Keep in mind that exact criteria can vary by lender.
What Kind Of Financial Emergencies Is A Good Reason To Use Your Home Equity?
Taking out a home equity loan or HELOC means adding more debt to the books. It also puts your home at risk if you fail to make your loan payments. Given this, you should only borrow against your home equity for good financial reasons.
Below is a list of some good and bad reasons to use your home equity:
Good Reasons To Use Home Equity For Financial Emergencies
- Home Repairs: Some home repairs are needed to ensure that the home is livable and safe. You may also consider improving your home to add value to it. In either of these cases, a home equity loan might make financial sense.
- Car Repairs: Cars are a necessity for many Canadians, especially when it comes to commuting to and from work. If your car is in need of repair and you don’t have the liquid funds to cover the cost, then a home equity loan may be suitable.
- Medical Expenses: Covering unexpected medical bills can be crucial, especially if it’s a type of expense that’s not covered by your provincial healthcare plan.

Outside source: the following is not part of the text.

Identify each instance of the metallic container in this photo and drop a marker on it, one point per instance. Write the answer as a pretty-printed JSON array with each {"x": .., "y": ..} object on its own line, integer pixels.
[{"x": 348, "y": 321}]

- Job Loss: If you’ve been laid off and need temporary financial relief while searching for employment, this may be a good reason to tap into your home equity.
- Education Costs: Funding educational opportunities may be a good reason to use your home equity, particularly if it leads to a high-paying job.
Bad Reasons To Use Home Equity For Financial Emergencies
- Vacations: Unless you need the money to travel for emergency purposes, such as getting to a family member in need, then trips paid with home equity are risky.
- Luxury Purchases: Purchasing non-essential items is not an emergency and therefore not a good reason to use your home equity.
- High-Risk Investments: Unless you can find a conservative investment vehicle that pays out a higher rate of return than the rate you’re paying on your home equity loan, using equity for speculative investments can unnecessarily put your home at risk.
Bottom Line
Using your home equity as an emergency fund can provide fast cash in urgent scenarios. But it’s always a good idea to carefully weigh the risks and benefits, especially since you’re using your home as collateral.